If it is less than 6 weeks since last bout of AOM, this is considered a failure of first line agents. High dose can also be considered for healthy children ≥6 mos.
In patients with earache (especially those with otitis media), recommend appropriate pain control (oral analgesics).
Analgesics are recommended for symptoms of ear pain, fever and irritability associated with earache, and are particularly important at bedtime because disrupted sleep is one of the most common symptoms motivating parents to seek care.
Ibuprofen is preferred given its longer duration of action and its lower toxicity in the event of overdose.
Tylenol can be used and is very effective as an anti-pyretic. Remember to explain to patients and parents that both can and should be used together for earaches.
In a child with a fever and a red eardrum, look for other possible causes of the fever (i.e., do not assume that the red ear is causing the fever).*
Normally the tympanic membrane is slightly grey in colour, however it can become red due to crying or infection (CPS). Because acute otitis externa have similar symptoms to acute otitis media, look at the external canal thoroughly for signs of canal inflammation.
Of course then if your paediatric patient has a fever, and a red tympanic membrane that could just be because they’re angry and crying, you need to open up your differential for the child with a fever again. URTI? PNA? Meningitis? UTI? And on and on. Point is, don’t have your hat on a red tympanic membrane as a source of your patient’s fever.

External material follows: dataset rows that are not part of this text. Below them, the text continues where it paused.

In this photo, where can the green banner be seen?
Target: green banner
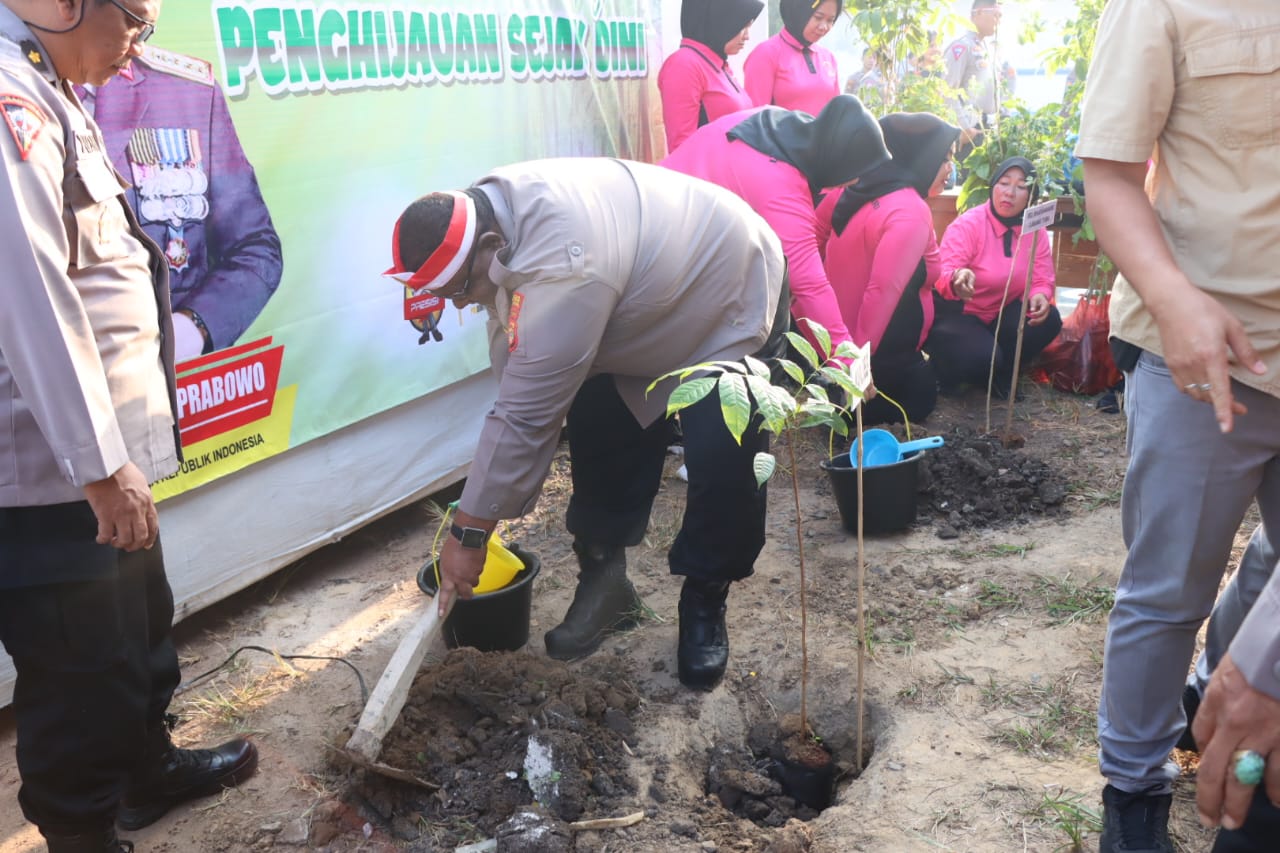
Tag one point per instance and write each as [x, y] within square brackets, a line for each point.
[344, 113]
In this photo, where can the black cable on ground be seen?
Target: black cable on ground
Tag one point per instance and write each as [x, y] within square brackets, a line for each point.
[364, 690]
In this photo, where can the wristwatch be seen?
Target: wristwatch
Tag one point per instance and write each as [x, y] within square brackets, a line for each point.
[470, 537]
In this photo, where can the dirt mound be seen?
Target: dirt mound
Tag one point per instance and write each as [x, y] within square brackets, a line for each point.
[976, 482]
[497, 731]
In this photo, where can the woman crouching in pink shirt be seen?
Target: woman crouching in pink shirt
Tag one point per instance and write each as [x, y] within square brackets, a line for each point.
[882, 259]
[978, 251]
[778, 162]
[695, 82]
[791, 69]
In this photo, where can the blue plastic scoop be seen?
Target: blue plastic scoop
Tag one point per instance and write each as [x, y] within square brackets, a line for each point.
[881, 447]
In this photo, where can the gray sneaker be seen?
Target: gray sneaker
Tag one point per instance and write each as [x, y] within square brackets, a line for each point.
[1134, 822]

Test children with recurrent ear infections for hearing loss.
Children with otitis media with effusion persisting for ≥3 months after AOM should get a hearing test.
Hearing loss that persists 1-2 weeks after resolution of infection and effusion need audiometry and ENT consult.
Consider ENT referral if hearing loss ≥40 dB. Otitis media with effusion is common. Up to 40% of children will have an effusion 1 month post AOM.